Will Islam Overtake Christianity in 2075?
I was perusing some blogs about Islam and came across an article published by the Guardian, a UK newspaper that prints sensationalist type articles. The author, Harriet Sherwood, wrote the article "Islam set to become world's largest religion by 2075, study suggests," back in 2017. In my forthcoming book, Muslim Mechanics, I dispute that outcome for reasons I'll identify a little later on. What got my attention about the article are the comments that were listed. The people who commented appeared to be Muslim just from their tone, but their perception of what is happening is right on target.
First, I'll describe the content of the article. Second, I'll list the reasons I think they're wrong. Third, I'll list some of the comments, and fourth, I'll comment on their thoughts.
The Guardian article, published April 5, 2017, reflects a Pew Research Center article, "The Changing Global Religious Landscape," in which babies born to Muslims will begin to outnumber Christian births by 2035. Pew Research summarizes this global demographic study, and it shows population growth by religion. In a nutshell, in 2060, Christianity will still be the largest religion, but by 2075, Islam will be the largest.
Pundits have been predicting that Islam will overtake Christianity sometime within the next 30-50 years. The youth of their population and their family units' fertility is the basis of their growth projections. A family unit composed of a patriarch with several young wives could propagate their growth beyond expectations. However, there are two reasons why I do not believe that will happen.
First, looking at world population growth, some credible organizations backed by the United Nations' funding suggest that the world population will plateau by 2050-60. Climate change and environmental disorders are acknowledged as culprits causing famines, food shortages, and resource depletion. These problems will hit the poorer nations much worse than those with capital resources and technology to bail them out. As painful as it sounds, several Muslim countries fall into that category. The UN estimates 100 to 200 million people are facing crisis levels of starvation or worse.
Second, there are no developed Islamic countries like the United States, Japan, or Germany, in economic development. However, there are numerous emerging countries like Iran, Jordan, and Turkey. An emerging country is one with a high level of economic growth, usually through industrialization. On the other hand, developing countries have low levels of living and a heavy reliance on agriculture. Different sources designate anywhere from 45 to 50 states as an Islamic majority country. According to the World Bank, approximately 25% of these Islamic majority countries have per capita incomes that put their populations in the middle-class or better. This middle-income designation includes countries like Iran, Iraq, Jordan, Turkey, and Saudi Arabia.
Where I am going with this argument is that a substantial number of Islamic countries have tasted the bitter fruit of capitalism.
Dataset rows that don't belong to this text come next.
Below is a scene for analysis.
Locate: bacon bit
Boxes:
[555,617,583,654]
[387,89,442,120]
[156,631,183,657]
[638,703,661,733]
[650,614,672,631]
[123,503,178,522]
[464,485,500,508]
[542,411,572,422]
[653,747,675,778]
They are working hard to modernize their countries, and with modernization, women become emancipated; children cease to become a form of social security, and childbearing statistics shrink. We experienced this shrinkage in the West when families, in the space of two generations, shrank from 10-15 family members to two to four, it can happen throughout the Muslim world as countries move from developing country status to emerging country status. Take Iran; for example, Iran is one such nation where the fertility rate has collapsed. In 1969, the fertility rate was seven children per female. In 2015, there were between 1.6 and 1.8 children, a trend that points to national suicide.
What was entertaining about this Guardian article were the comments. Let me list just a few (I have not changed the spelling or the contents):
1. "Imagine thinking your religion is real because of having the most uneducated people in the world who are breeding fervently with caring about neither their children's quality of life nor future of the planet.
2. As far as I'm concerned it already is the world's largest religion considering the majority of Christians don't even bother to practice. In any case we need quality not quantity, being the biggest is meaningless if it's inflated with people who don't practice.
3. Would agree with you. Would also say a lot of Muslims are not very practicing either. At least from what I see in the West.
4. True even among muslims a large part don't practice a lot except during the month of ramadhan perhaps.
5. Yes, I believe that is quite true. I know many "Christian" people who do not practice Christianity. I completely agree with you on all points. Ameen."
I think people who comment like this say what they feel about a situation because they can be anonymous and hidden from view. Comment 1 reflects the truth about Muslim demographics. A good portion of the babies are being born to poor indigent Muslims who have no hope for a quality of life. Comments 2,3,4, and 5 reflect that both Christians and Muslims are poor practitioners of the faith. Comment 2 also had a profound thought: "…being the biggest is meaningless if it's inflated with people who don't practice." That would apply to Christianity as well. Both religions now have their marching orders. Make faith meaningful to the individual so that they want to participate in it.